I would rewrite the query using LATERAL JOIN. In this form it is easier to see what indexes should be there.

SELECT
    node.wordid AS node_wordid,
    neighbour.neighbour_wordid,
    node.doc,
    node.pos,
    neighbour.distance
FROM
    collocations AS node
    INNER JOIN LATERAL
    (
        SELECT
            neigh.wordid AS neighbour_wordid,
            node.pos - neigh.pos AS distance
        FROM collocations AS neigh
        WHERE
            neigh.doc = node.doc
            AND neigh.pos >= node.pos - 5
            AND neigh.pos <= node.pos + 5
            AND neigh.pos <> node.pos
    ) AS neighbour ON true
WHERE
    node.wordid = 15
;

The most important part is indexes. Ideally there should be the following indexes.

The table should have an index on wordid, because we search for a specific value.

We also need values from doc and pos columns. If it was SQL Server, I would specify doc and pos as INCLUDED, but I don't think Postgres has this feature, so they should be just part of the index. Having these columns in the index would allow engine to read all data it needs from the index itself without extra look-ups. wordid must be first in the index. doc and pos can go in any order.

CREATE INDEX "collocations_wordid_doc_pos_idx" ON "public"."collocations" 
(
    "wordid",
    "doc",
    "pos"
);

There should also be an index on (doc, pos, wordid). We need to search for specific value of doc and then on the range of values of pos.

If it was SQL Server, I would specify wordid as INCLUDED, but I don't think Postgres has this feature, so it should be just part of the index. Having wordid in the index would allow engine to read all data it needs from the index itself without extra look-ups.

CREATE INDEX "collocations_doc_pos_wordid_idx" ON "public"."collocations" 
(
    "doc",
    "pos",
    "wordid"
);

I would also try to delete or disable all other indexes (at least during tests) to eliminate the chance that optimizer would choose a wrong index.

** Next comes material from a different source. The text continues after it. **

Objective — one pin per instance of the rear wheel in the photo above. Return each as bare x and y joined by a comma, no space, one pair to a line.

I expect to see in the plan that there is a seek in the index collocations_wordid_doc_pos_idx for a given word id. It will be loop joined to the seek in the index collocations_doc_pos_wordid_idx. For each row in the table with the given word id there will be a seek in the index collocations_doc_pos_wordid_idx.

  • 1
    Your solution/answer is great. I rewrite all with your recommends and tested it. Result is incredible!!! My Solution : 9.394 sec for 25587 record. 24.738 sec for 65737 record Your Solution : 0.070 sec for 25587 record 0.188 sec for 65737 record I understood the power of indexes with your answer. Thank you so much. – Yilmazerhakan Nov 2 '17 at 13:44
  • You are welcome @Yilmazerhakan. Quite often, suitable indexes is the most important part of the query performance. – Vladimir Baranov Nov 5 '17 at 23:36
0

Right off the bat, I wonder if you're not going about it wrong. I'm not sure what you're trying to store, but a tsvector holds positional information. You can also configure it to basic things like stubbing very easily. There is a lot of overhead in a database to store 50 million single words with one word per row. I think you'd be better off storing one tsvector for each document and parsing it, or doing this work outside of the database with tool even more tailored to lexeme processing.

If your formulas are in C, or could be made in C perhaps you could just accept the tsvector and work with the WordEntryPos? See tsvectorsend()

  * Binary Input / Output functions. The binary format is as follows:
 *
 * uint32   number of lexemes
 *
 * for each lexeme:
 *      lexeme text in client encoding, null-terminated
 *      uint16  number of positions
 *      for each position:
 *          uint16 WordEntryPos
 */

Just write your function in C, and call SELECT My_TSVector_proc( to_tsvector(document)) ) FROM myTable; or whatever.